The European Court of Human Rights on Tuesday rejected former Yukos CEO Mikhail Khodorkovsky’s claim that his 2003 arrest was politically motivated but granted him 24,000 euros ($35,000) in damages for violations linked to the detention.
Khodorkovsky, who filed a request for parole last week, praised the ruling, and his lawyers promised to prove a political motive in pending appeals over other aspects of their client’s case.
The Strasbourg court said in a statement on its web site that the arrest “might raise some suspicion as to what the real intent of the Russian authorities might have been for prosecuting him.”
But it added that “claims of political motivation behind prosecution required incontestable proof, which had not been presented.”
While Khodorkovsky’s lawyers had argued in court that their client’s downfall had benefited his political and business opponents, that did not prove the lack of legal grounds to prosecute him, the ruling said.
In levying the fine on the Russian government, the court said Khodorkovsky’s rights were routinely violated during and after his arrest in 2003, with the businessman receiving “inhuman and degrading” treatment and kept in unsanitary conditions.

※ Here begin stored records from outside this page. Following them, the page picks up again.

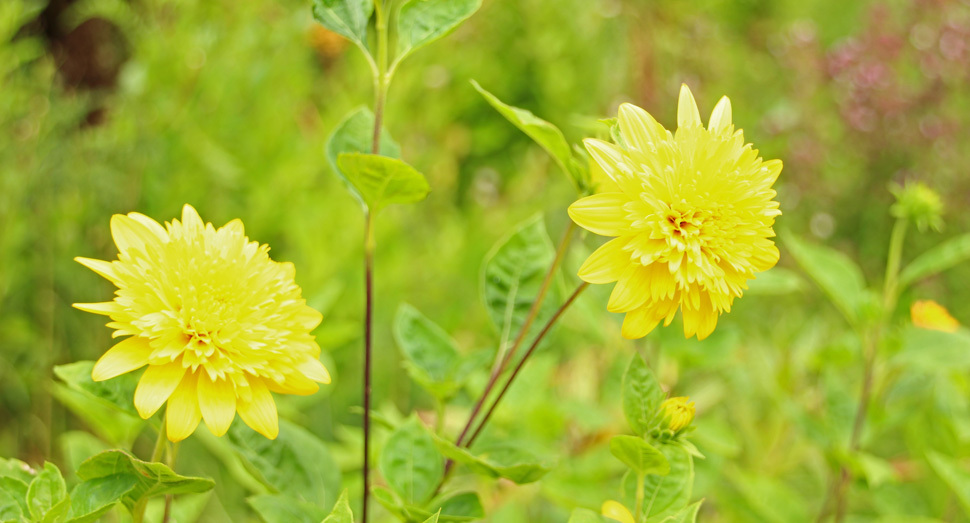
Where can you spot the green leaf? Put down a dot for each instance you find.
(13, 498)
(585, 515)
(930, 350)
(687, 515)
(296, 463)
(390, 501)
(639, 455)
(11, 508)
(642, 396)
(421, 22)
(838, 276)
(464, 506)
(355, 134)
(508, 460)
(548, 136)
(938, 259)
(152, 479)
(347, 18)
(118, 392)
(46, 491)
(954, 475)
(666, 495)
(280, 508)
(512, 276)
(410, 463)
(341, 511)
(381, 181)
(14, 468)
(431, 356)
(93, 498)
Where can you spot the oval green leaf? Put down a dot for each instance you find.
(410, 463)
(639, 455)
(381, 181)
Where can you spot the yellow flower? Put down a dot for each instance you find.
(927, 314)
(218, 323)
(615, 510)
(691, 212)
(678, 412)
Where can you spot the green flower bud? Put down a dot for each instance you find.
(919, 204)
(678, 413)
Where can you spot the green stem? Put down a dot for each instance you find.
(161, 445)
(368, 322)
(871, 339)
(639, 513)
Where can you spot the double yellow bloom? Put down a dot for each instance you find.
(691, 213)
(219, 324)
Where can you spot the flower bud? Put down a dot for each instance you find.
(918, 203)
(677, 412)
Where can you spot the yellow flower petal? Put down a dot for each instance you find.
(721, 116)
(156, 385)
(614, 510)
(628, 293)
(687, 113)
(606, 264)
(639, 128)
(313, 369)
(104, 269)
(129, 234)
(105, 308)
(206, 303)
(151, 225)
(697, 220)
(217, 402)
(259, 411)
(182, 415)
(601, 213)
(124, 357)
(607, 155)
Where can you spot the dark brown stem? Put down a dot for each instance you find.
(525, 357)
(523, 331)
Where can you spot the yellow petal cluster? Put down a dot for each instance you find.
(691, 214)
(219, 325)
(927, 314)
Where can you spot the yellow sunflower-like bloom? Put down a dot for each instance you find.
(218, 323)
(927, 314)
(691, 212)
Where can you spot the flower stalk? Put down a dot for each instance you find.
(381, 81)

It said Khodorkovsky’s arrest by armed special forces on his private plane at a Siberian airport was illegal because the businessman, who only held the status of a witness in the case at the time, had done nothing to deserve detention.
Khodorkovsky, who was handed an eight-year term for fraud and tax evasion in 2005, was also “humiliated by the security arrangements” in the courtroom, the ruling said, referring to the glass and metal defendant’s cage where he was kept during the trial.
Khodorkovsky, whose prison term was extended to 2016 after a second trial in December, and his supporters have long maintained that his legal troubles were orchestrated by Prime Minister Vladimir Putin as punishment for his political and commercial ambitions.
Speaking about the court’s refusal to call the case politically motivated, defense lawyer David Pannick said in a conference call that the label “is very rarely applied” by Strasbourg.
Khodorkovsky’s press center said the complaint heard Tuesday was filed in 2004, before the verdict was delivered in the first Yukos case, and that “evidence on political motivation had significantly increased” since then.
The court is expected to decide whether to accept a second complaint later this year, said a spokesman for the press center. “The current ruling only relates specifically to Khodorkovsky’s ‘arrest and detention,’” he said by e-mail. “It’s the second application that concerns violations during the first trial and the decision to send him to eastern Siberia to serve his sentence.”
If the Strasbourg court backs the second complaint, it would allow the defense to seek “complete remission of the verdict and a retrial,” defense lawyer Yury Shmidt told Interfax.
He said additional proof of the case’s political motivation had been presented to the court, but not in time for Tuesday’s ruling.
The ruling was decided by seven judges from various countries, including Russia.
Russia’s representative in the European court, Georgy Matyushkin, said the government would likely appeal the verdict within three months. The ruling will not come into force before then.
Khodorkovsky is “very happy that the court has supported his argument” and will donate the fine to unspecified charities, defense lawyer Karina Moskalenko told Interfax.
The court’s refusal to recognize the arrest as politically motivated echoed Amnesty International’s decision to designate Khodorkovsky as a “prisoner of conscience” only this month, after the Moscow City Court rejected an appeal in his second trial. Amnesty was aware of the “political context to the [first] trial” but “hadn’t sufficient information about violations,” Amnesty researcher Friederike Behr said by telephone Tuesday.
Khodorkovsky filed for parole last Friday, according to his web site, but the Moscow City Court said Tuesday that it had not yet received the requests, sent by regular mail. A court spokeswoman said the request would be reviewed “within a sensible time frame” after it was received, Interfax reported.
Khodorkovsky can qualify for early release even though he has not pleaded guilty in either case, defense lawyer Vadim Klyuvgant said. Convicts are entitled to parole after serving half of their terms, provided that they did not violate prison rules. The final decision still rests with the judge.
A number of prominent people called for Khodorkovsky’s release after the European court ruling Tuesday, including human rights champions Lyudmila Alexeyeva and Svetlana Gannushkina, opposition politicians Vladimir Ryzhkov, Vladimir Milov and Boris Nemtsov, Communist Party leader Gennady Zyuganov and Human Rights Watch representatives.
Expectations that Khodorkovsky might be freed early were raised by his appearance in a report aired on NTV television over the weekend. The apparently unbiased report, broadcast in prime time, marked the first time Khodorkovsky has been allowed to air his side of the story on state television since his arrest.
Many observers say the final say on parole will not rest with a judge but with the Kremlin. Both Putin and President Dmitry Medvedev have kept silent on the issue, although Medvedev said in mid-May that Khodorkovsky would not “pose a danger to society” if released.